Anyone remember the Sol 20 computer? It was
the computer to have, till Processor Technology got a reputation for shipping long, long after the orderer's check had been cashed. They might still have survived, though. They pulled things together, then blew the deal to become ComputerLand's flagship system. Some guys from a "toy" computer company called "Apple" landed that deal.
I'm in on Ogre Designer's Edition. I'd call it late, but not "Where the ^%$# is it!?"
SJG has been up front on schedule ever since the project went hog-wild. I was disappointed to not have it this fall, but it'll be here about the same time as my Reaper Minis Vampire pack.
Product development doesn't have a schedule, really. Just an unsubstantiated hope based on the experience of the designers/fabricators, etc. And a sudden growth in scale will blow the best-laid plans out of the water. I've seen companies do everything from shipping at a trickle from the prototyping line while building a real production line to building using low-volume methods and warehousing until enough stock to satisfy immediate demand is ready.
I've also seen companies take pre-order money, establish a completely different product line (sometimes under a new corporation), default on the shipments and offer a pittance refund or a "product from stock" credit if anything.
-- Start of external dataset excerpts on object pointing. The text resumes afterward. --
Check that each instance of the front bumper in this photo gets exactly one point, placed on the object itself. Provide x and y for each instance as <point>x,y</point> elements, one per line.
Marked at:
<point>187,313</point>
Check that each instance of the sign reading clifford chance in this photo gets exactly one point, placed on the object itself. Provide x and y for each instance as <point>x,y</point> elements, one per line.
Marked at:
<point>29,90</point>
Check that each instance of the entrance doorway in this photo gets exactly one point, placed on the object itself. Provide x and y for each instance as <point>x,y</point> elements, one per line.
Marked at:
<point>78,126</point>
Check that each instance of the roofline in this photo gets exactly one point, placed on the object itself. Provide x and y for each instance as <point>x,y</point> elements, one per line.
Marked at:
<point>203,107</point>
I've seen pre-orders get withheld until after retail stores got their full stock many times. People who bought it off the shelf got theirs weeks before anyone with a pre-order.
All in the "real world", outside Kickstarter.
Personally, I think Kickstarter is great (and IndieGoGo, etc.) Only one product I've backed is on time (so far), but that's the breaks. I don't expect to get stiffed on anything, but on riskier projects I definitely keep my backing to what I can afford to lose.